The idea of this problem
is to encourage children to work together in order to develop a method of finding a solution which will always work, and perhaps one that is the most efficient or quickest. This challenge will also help to reinforce understanding of odd and even numbers.
You could introduce the challenge by inviting one child to choose a card from the digit cards $1$ to $9$, perhaps without looking so it is a random choice. You could then ask another child to choose a card, again without looking. What is the largest two-digit even number that can be made from the two cards? You could try this a few times so that the children have a chance
to explain when it is impossible to make an even number.
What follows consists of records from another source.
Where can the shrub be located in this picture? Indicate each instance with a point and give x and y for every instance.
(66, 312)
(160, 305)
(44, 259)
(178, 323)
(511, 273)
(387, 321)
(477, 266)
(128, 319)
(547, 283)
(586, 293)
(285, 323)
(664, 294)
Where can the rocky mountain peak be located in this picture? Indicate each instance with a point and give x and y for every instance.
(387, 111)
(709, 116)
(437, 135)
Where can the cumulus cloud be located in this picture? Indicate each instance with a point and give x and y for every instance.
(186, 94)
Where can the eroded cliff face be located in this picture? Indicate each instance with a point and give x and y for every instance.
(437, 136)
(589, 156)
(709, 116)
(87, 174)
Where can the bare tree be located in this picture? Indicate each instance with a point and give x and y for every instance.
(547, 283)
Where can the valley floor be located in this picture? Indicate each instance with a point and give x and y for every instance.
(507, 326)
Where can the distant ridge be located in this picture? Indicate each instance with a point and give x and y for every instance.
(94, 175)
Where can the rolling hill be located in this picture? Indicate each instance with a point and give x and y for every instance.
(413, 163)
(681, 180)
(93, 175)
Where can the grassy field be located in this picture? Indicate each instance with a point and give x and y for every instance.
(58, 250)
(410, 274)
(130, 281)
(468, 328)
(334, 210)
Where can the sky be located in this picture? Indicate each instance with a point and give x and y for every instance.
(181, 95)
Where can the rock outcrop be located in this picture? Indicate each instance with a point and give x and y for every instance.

Then tweak the task. This time, the second person to choose can decide which digit they would like in order to make the largest possible two-digit number. You could suggest that in fact a pair of children chooses the card so that they have a chance to talk to each other about the best choice. You could invite others to comment on their choice. (You could use the
interactivity at this point instead.)
Ask pairs to have a go at the challenge for themselves with a set of digit cards per pair. Explain that you'd like them to come up with a method that will always work so they can identify the best card to choose as quickly as possible.
After a suitable length of time, bring the whole group together and share their strategies. You could test out a few of them and perhaps a consensus can be reached about the 'best' method to use. (This may not be possible but having the discussion is valuable. In this case 'best' might be quickest but perhaps the children may want to clarify that for themselves.)
How would they change their method if the task was to make the highest two-digit odd number?
What do you know about even numbers?
What do you know about the units digit of even numbers?
Where could the digit on that first card go - in the units or tens? Why?
How can we make a large number?
How do we know that's the biggest even number we can make?
Challenge children to extend the strategy for three-digit numbers. They could pick two numbers out of the pack of digit cards at random, then try to make the largest possible three-digit even number by selecting one of the remaining cards as well. Another possibility would be to aim for multiples of $5$ rather than even numbers. Some learners might want to investigate what
happens if $0$ is included as well.
Some children might benefit from having equipment to help them check whether a number is even, for example multilink cubes or counters that can be put in pairs.